What do you use??? I read a lot about walnut and corn cob... anybody use others like glass beads etc.? .... what about polish? Thanks

Clint


----------



## earnhardt3rulz (Apr 25, 2011)

crushed walnut shells is the best, but I have also used dry white rice. It takes a lot longer with rice, but will get the job done.


----------



## H2OMARK (Oct 2, 2007)

Pecan shells work nicely also.


----------



## no woryz (Oct 2, 2007)

do the shells, either walnut or pecan leave a powder residue making cleanup an additional chore... I am looking for a quick and easy media, rice was an interesting idea... seems cleanup would be easy... I had heard small glass beads with polish was good... anybody heard the same?


----------



## chevelle427 (Feb 6, 2011)

NU FINISH WITH WALNUT

or just use some media activator , i have some glass beads but have not tried them yet

picked up some cheep stuff at harbor fright i put a dryer sheet in with the brass a few times to pick up some of the dust


----------



## bobinbusan (Feb 16, 2010)

Been hearing a lot of talk about the Sonic cleaner now, see Lyman and some other have them out,checking on them now, said cleaning faster then a NEW YORK SECOND and super clean, the person I know that use's one he got and said he likes it for the cleaning and then he runs them in a thumber to put a little shine on them:thumbsup:


----------



## no woryz (Oct 2, 2007)

thanks Chevelle, I picked up my tumbler from there....great price if it lasts.... I will give the media a thought and the dryer sheet is a good idea.... Thanks also H2o and E3rulz, I appreciate the info....


----------



## no woryz (Oct 2, 2007)

Thanks Bob, I have a little sonic cleaner but cleanup would seem to be a mess...


----------



## shootnstarz (May 4, 2011)

I use corn cobb, always have.
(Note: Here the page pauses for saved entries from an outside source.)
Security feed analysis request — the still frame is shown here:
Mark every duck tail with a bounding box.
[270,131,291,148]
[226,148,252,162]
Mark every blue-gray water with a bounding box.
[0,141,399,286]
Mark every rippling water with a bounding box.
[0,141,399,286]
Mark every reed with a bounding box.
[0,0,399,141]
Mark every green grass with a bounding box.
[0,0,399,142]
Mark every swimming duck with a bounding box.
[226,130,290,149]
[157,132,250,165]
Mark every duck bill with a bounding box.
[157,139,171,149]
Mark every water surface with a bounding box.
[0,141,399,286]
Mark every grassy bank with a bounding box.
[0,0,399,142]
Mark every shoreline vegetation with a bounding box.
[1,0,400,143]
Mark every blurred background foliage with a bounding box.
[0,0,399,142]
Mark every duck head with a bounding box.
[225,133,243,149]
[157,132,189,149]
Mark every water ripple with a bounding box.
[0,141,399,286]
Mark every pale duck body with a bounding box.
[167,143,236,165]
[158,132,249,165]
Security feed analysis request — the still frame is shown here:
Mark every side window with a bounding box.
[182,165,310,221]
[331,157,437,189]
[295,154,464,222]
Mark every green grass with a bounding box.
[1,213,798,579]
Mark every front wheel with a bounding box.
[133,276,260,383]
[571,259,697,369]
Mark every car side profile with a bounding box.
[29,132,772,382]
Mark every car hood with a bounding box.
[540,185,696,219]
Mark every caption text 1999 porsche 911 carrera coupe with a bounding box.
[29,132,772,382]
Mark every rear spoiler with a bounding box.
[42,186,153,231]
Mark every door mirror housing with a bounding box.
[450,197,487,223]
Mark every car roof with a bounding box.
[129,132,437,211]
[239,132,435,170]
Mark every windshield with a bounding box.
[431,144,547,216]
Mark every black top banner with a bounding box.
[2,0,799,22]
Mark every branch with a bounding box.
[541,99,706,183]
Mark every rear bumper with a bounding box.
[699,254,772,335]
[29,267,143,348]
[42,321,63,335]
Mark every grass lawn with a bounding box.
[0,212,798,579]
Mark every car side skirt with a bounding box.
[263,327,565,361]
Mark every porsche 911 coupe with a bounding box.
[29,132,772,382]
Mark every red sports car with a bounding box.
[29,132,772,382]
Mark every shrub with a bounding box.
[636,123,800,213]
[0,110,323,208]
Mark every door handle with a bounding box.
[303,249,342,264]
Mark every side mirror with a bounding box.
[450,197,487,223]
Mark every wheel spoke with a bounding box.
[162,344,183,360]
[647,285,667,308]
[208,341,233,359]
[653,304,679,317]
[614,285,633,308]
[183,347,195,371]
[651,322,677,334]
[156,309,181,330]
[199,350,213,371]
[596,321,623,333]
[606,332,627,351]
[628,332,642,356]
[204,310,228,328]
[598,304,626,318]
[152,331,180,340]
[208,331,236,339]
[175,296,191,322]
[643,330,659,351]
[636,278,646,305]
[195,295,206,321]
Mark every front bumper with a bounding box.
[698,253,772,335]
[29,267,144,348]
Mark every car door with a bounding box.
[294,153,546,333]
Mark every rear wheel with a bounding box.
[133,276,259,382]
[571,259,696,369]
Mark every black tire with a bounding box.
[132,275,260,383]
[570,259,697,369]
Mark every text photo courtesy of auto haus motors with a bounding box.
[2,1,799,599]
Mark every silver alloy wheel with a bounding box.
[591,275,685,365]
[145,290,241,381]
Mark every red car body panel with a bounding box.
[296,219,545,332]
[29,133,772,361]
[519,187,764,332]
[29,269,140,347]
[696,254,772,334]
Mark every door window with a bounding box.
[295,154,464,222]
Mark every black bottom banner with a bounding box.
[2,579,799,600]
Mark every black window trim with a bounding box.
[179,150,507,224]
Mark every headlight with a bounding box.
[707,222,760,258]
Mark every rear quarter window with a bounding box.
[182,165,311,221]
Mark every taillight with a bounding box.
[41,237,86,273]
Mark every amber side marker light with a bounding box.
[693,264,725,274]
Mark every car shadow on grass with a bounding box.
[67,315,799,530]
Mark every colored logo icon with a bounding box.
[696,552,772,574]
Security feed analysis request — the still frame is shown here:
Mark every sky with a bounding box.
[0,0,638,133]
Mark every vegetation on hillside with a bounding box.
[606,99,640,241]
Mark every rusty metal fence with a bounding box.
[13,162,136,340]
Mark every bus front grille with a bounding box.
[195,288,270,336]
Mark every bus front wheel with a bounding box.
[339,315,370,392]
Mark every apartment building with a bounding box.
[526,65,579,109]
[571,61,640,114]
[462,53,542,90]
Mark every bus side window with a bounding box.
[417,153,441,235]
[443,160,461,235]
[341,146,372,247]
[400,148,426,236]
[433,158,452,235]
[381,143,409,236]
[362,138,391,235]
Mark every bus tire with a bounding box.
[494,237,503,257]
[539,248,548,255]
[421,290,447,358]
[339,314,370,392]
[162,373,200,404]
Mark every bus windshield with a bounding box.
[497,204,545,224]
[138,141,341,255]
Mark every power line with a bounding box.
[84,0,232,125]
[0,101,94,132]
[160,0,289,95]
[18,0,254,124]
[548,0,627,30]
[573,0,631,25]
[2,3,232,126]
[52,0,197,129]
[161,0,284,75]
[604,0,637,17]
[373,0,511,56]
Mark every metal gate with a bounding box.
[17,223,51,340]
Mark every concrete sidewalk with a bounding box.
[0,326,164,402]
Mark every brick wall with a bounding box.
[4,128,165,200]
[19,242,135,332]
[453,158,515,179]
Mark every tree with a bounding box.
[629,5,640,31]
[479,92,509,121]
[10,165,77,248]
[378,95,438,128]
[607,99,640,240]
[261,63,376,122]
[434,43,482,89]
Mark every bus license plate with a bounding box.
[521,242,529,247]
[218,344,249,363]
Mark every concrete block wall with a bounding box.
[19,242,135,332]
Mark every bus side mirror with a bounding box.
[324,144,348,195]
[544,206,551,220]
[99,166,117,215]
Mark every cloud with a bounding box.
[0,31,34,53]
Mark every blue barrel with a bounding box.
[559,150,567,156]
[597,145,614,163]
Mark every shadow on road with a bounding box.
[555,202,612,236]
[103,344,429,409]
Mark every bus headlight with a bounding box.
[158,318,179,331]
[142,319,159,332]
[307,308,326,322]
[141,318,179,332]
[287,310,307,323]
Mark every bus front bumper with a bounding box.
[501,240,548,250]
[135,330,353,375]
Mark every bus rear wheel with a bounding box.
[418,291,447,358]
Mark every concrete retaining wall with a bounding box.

It's shines the brass to the extreme so you know it's clean. I also use the brass polish from Midway USA. It puts some kind of coating on the brass so it won't tarnish as quickly. Walnut seems to leave a powdery residue in the tumbler and I'm guessing on the brass too.

The biggest problem I see with the corn cobb, or at least the big bag I bought years ago is it sometimes lodges in the flash hole and needs to be picked out before priming. I'm sure this is just because the big bag I got wasn't as finely ground as I'd like but it still works great.

I tumble my rifle brass twice before loading it. First time just as it comes from the range and a second time after it's been lubed, sized, trimmed, deburred, the primer pocket cleaned and the flash hole uniformed and deburred.

Rick


----------